At the door of a café located in a public garden in the Syrian capital Damascus, Riham Kattan welcomes the customers with a huge smile, and invites them to enter. “Hello, my name is Riham. Welcome to our café,” she says, shaking hands and expressing her happiness.
Two more young men approach. One asks what the customers would like to drink, and whether they want to smoke shisha, while the second goes to the bar and then brings the orders. Around twenty young men and women work in this place. They all share the same big and distinctive smile. They all have Down’s Syndrome.
Succet is the first café in Syria where disabled people wait on the customers. It was established last year in Tishreen public park in Damascus with two main goals: firstly to offer this group the chance for practical training which then gives them a potential job opportunity in the future, and most importantly, to integrate them within society, by working in a place which attracts hundreds of visitors every day.
A very Different Place
At a table in Succet café, one of the managers, Saleh al-Ismail, talks about the idea behind it. “We are a local NGO called Juzour (the Arabic word for “roots”), and we have been working for three years with those who are very affected by the war, including women and persons with disabilities, and this is where Succet started.”
In March 2018, a date that marks Mother’s Day in Syria and also World Down’s Syndrome day, Juzour organised a celebration for the mothers who have sons affected by the syndrome, to honour their great efforts in taking care of their families.
During the day, one mother expressed her dream, which is “to see her son being economically and socially independent, and having his own work, family and house.”
From this, the organisation started a special programme for around 40 people suffering from Down’s Syndrome, aiming to give them professional and behaviour-modification training, and also to engage a number of them in the labour market.
“By doing this, we are putting those young people directly into the heart of professional life, and it is indeed one of their basic rights,” adds al-Ismail, who is the CEO of Juzour, and also an educator. There are no official numbers for people with Down’s Syndrome in Syria, but the organisation was able to document around 600 in Damascus only.
As an output of this programme, Succet café opened its doors to the public last year during a one-month festival called ‘el-Sham Btejma’na’ or ‘Damascus Gathers Us’. Around ten young people worked there, under the supervision of Juzour staff and also other psychological, social and educational specialists. Besides the daily training and practice, they received special care, and subsequent psychosocial support, to deal with any possible negative situations they might face during their work.

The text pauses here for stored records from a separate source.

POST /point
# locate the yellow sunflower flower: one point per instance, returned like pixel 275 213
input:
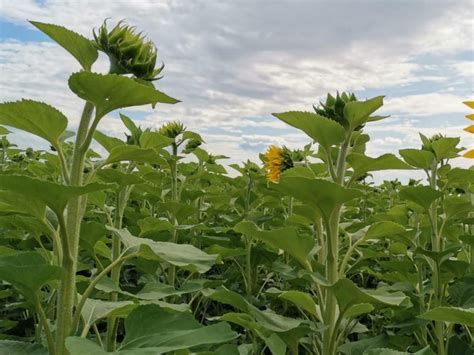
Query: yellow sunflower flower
pixel 470 153
pixel 274 163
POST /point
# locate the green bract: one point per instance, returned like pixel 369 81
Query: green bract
pixel 141 243
pixel 129 52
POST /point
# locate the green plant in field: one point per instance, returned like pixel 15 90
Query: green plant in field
pixel 146 245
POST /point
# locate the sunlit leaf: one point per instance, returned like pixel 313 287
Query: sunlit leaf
pixel 80 47
pixel 34 117
pixel 110 92
pixel 321 129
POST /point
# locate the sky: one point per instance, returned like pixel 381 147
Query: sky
pixel 233 63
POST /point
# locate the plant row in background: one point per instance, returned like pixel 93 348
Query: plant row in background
pixel 153 248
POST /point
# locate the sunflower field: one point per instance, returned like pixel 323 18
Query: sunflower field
pixel 153 247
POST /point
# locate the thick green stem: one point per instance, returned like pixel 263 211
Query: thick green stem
pixel 174 198
pixel 248 266
pixel 70 238
pixel 436 246
pixel 121 202
pixel 44 323
pixel 332 258
pixel 115 264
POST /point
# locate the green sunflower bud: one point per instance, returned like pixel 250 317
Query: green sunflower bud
pixel 426 142
pixel 333 108
pixel 191 145
pixel 172 129
pixel 129 52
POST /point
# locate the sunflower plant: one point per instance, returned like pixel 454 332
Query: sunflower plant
pixel 149 243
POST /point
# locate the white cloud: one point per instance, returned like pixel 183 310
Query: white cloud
pixel 231 62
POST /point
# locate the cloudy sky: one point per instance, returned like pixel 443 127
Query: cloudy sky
pixel 233 63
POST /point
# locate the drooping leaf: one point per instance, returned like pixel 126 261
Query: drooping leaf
pixel 54 195
pixel 422 159
pixel 454 206
pixel 107 142
pixel 348 294
pixel 110 92
pixel 320 194
pixel 114 176
pixel 80 47
pixel 184 256
pixel 445 147
pixel 94 310
pixel 459 175
pixel 455 315
pixel 135 154
pixel 302 300
pixel 154 140
pixel 298 245
pixel 384 229
pixel 362 164
pixel 266 319
pixel 421 195
pixel 358 309
pixel 321 129
pixel 27 270
pixel 387 351
pixel 163 330
pixel 34 117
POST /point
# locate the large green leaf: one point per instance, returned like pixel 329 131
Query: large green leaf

The café is named Succet for two reasons: it is a French word that means ‘lollipop’, since Down’s Syndrome persons love to eat sweets, and secondly because the shape of the lollipop, being round and lovely, has a similarity to the face of those persons.
“It was a kind of hit inside the Syrian society last year,” says al-Ismail, expressing his pride for the project. “It was the first time ever for Syrians to enter a café and find disabled staff, and we got around 13,000 visits,” he adds, emphasising the positive effect that this project had on the young persons, their families and visitors in general, and this is what encouraged the organisation to repeat the experience this year, with a bigger number of trainees and staff.

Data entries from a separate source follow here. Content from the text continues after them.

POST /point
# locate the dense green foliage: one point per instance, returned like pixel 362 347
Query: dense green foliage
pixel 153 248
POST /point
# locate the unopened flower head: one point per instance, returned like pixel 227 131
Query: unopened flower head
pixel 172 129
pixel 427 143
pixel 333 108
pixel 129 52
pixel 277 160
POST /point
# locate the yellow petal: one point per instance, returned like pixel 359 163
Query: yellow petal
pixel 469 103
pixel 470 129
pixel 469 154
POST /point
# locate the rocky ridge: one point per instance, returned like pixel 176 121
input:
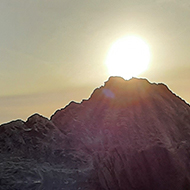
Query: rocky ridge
pixel 129 135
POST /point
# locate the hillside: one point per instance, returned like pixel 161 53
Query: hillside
pixel 129 135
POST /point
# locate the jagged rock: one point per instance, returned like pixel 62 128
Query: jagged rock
pixel 129 135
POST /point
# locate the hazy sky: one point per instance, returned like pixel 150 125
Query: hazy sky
pixel 54 51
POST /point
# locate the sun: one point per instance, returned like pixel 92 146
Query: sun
pixel 128 57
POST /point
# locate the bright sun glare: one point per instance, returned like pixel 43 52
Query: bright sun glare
pixel 128 57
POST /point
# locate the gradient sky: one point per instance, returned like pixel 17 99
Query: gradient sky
pixel 54 51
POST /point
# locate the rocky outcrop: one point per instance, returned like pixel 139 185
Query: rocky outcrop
pixel 129 135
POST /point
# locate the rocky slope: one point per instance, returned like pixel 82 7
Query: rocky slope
pixel 129 135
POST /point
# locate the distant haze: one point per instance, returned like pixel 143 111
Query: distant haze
pixel 52 52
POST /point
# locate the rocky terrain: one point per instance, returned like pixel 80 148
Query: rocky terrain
pixel 129 135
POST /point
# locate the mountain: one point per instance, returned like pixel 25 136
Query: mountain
pixel 129 135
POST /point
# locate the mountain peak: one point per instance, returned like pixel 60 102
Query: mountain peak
pixel 130 134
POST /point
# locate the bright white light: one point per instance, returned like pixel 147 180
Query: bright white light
pixel 128 57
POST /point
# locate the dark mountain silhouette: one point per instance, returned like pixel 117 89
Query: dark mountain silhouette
pixel 129 135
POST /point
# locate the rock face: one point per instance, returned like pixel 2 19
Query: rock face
pixel 129 135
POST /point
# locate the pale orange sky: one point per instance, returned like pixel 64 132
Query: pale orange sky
pixel 52 52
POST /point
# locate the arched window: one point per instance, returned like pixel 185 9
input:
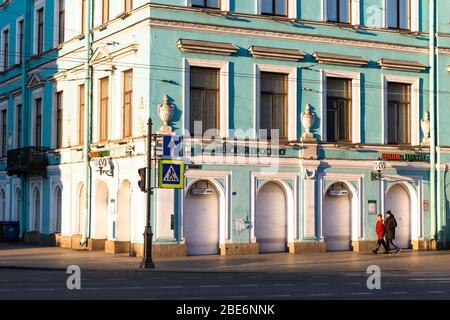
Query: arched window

Although it is a short-term project that is running only for a few months each year, al-Ismail explains that the general goal is to encourage persons with disabilities to go out and socialise, and move away from the stigma they usually suffer from inside the Syrian community, and also to build a career if possible. He mentions that a few of Succet staff were able to find a job in one of Damascus’ cafés last year.
“Encouraging the owner of a café in the city centre and its staff to accept new employees with Down’s Syndrome was a real victory for us, and we are willing to do the same this year”.
Our Happiest Days
Next to Riham, who is 23, both Elias Haddad and Fadi Hallak work on taking orders. They seem so happy and relaxed while talking to their customers. 18-year old Elias, who is here for the second year in a row, says that he loves it when a lot of people come, especially during the evening. “They are so kind to us,” he adds.
For Fadi,19, who is having his first working experience this year, Succet is a very warm place, and occasionally he brings his keyboard to play some music with his friends. “I think I will take part again next year. Why not?” he says with a wide smile in his eyes.
Behind the bar is Hazem. Laughing loudly, he refuses to say how old he is. Hazem is very experienced in preparing Arabic coffee, along with hot and soft drinks. Along with two other young men, he bartends the customers and prepares their orders.
Hazem loves the café work, and also plays sport. He has a great sense of humour, as his colleagues say, and in his turn, he cannot stop repeating that he is spending a great time there. “Yes, we are very happy here, and definitely I will come next year and the year after.”